These Fulltext-Index procedures are deprecated and will be removed from APOC soon. From version 3.5 Neo4j provides built-in, case-insensitive, configurable fulltext indices. |
Indexes are used for finding nodes in the graph that further operations can then continue from. Just like in a book where you look at the index to find a section that interest you, and then start reading from there. A full text index allows you to find occurrences of individual words or phrases across all attributes.
In order to use the full text search feature, we have to first index our data by specifying all the attributes we want to
index.
Here we create a full text index called “locations”
(we will use this name when searching in the index) with our data.
by default these fulltext indexes do not automatically track changes you perform in your graph. See …. for how to enabled automatic index tracking. |
CALL apoc.index.addAllNodes('locations',{
Company: ["name", "description"],
Person: ["name","address"],
Address: ["address"]})
Creating the index will take a little while since the procedure has to read through the entire database to create the index.

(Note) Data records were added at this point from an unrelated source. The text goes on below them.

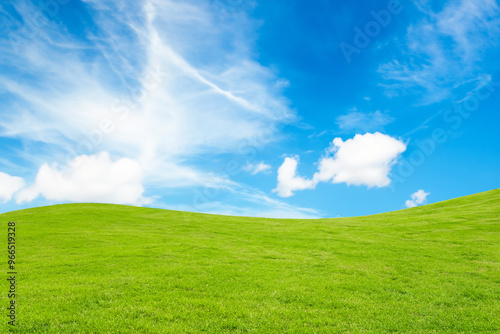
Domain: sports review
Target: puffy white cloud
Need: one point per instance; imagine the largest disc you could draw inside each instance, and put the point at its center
(9, 185)
(363, 122)
(363, 160)
(288, 181)
(254, 169)
(94, 178)
(417, 198)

We can now use this index to search for nodes in the database. The most simple case would be to search across all data for a particular word.
It does not matter which property that word exists in, any node that has that word in any of its indexed properties will be found.
If you use a name in the call, all occurrences will be found (but limited to 100 results).
CALL apoc.index.search("locations", 'name')
We can further restrict our search to only searching in a particular attribute.
In order to search for a Person
with an address in France, we use the following.
CALL apoc.index.search("locations", "Person.address:France")
Now we can search for nodes with a specific property value, and then explore their neighbourhoods visually.
But integrating it with an graph query is so much more powerful.
We could for instance search for addresses in the database that contain the word "Paris", and then find all companies registered at those addresses:
CALL apoc.index.search("locations", "Address.address:Paris~") YIELD node AS addr
MATCH (addr)<-[:HAS_ADDRESS]-(company:Company)
RETURN company LIMIT 50
The tilde (~) instructs the index search procedure to do a fuzzy match, allowing us to find "Paris" even if the spelling is slightly off.
We might notice that there are addresses that contain the word “Paris” that are not in Paris, France. For example there might be a Paris Street somewhere.
We can further specify that we want the text to contain both the word Paris, and the word France:
CALL apoc.index.search("locations", "+Address.address:Paris~ +France~")
YIELD node AS addr
MATCH (addr)<-[:HAS_ADDRESS]-(company:Company)
RETURN company LIMIT 50
Things start to get interesting when we look at how the different entities in Paris are connected to one another. We can do that by finding all the entities with addresses in Paris, then creating all pairs of such entities and finding the shortest path between each such pair:
CALL apoc.index.search("locations", "+Address.address:Paris~ +France~") YIELD node AS addr
MATCH (addr)<-[:HAS_ADDRESS]-(company:Company)
WITH collect(company) AS companies
// create unique pairs
UNWIND companies AS x UNWIND companies AS y
WITH x, y WHERE ID(x) < ID(y)
MATCH path = shortestPath((x)-[*..10]-(y))
RETURN path
For more details on the query syntax used in the second parameter of the search
procedure,
please see this Lucene query tutorial
apoc.index.addAllNodes(<name>, <labelPropsMap>, <option>)
allows to fine tune your indexes using the options parameter defaulting to an empty map.
All standard options for Neo4j manual indexes are allowed plus apoc specific options:
name | value | description |
---|---|---|
|
|
type of the index |
|
|
if terms should be converted to lower case before indexing |
|
|
classname of lucene analyzer to be used for this index |
|
|
classname for lucene similarity to be used for this index |
|
|
if this index should be tracked for graph updates |
An index configuration cannot be changed once the index is created.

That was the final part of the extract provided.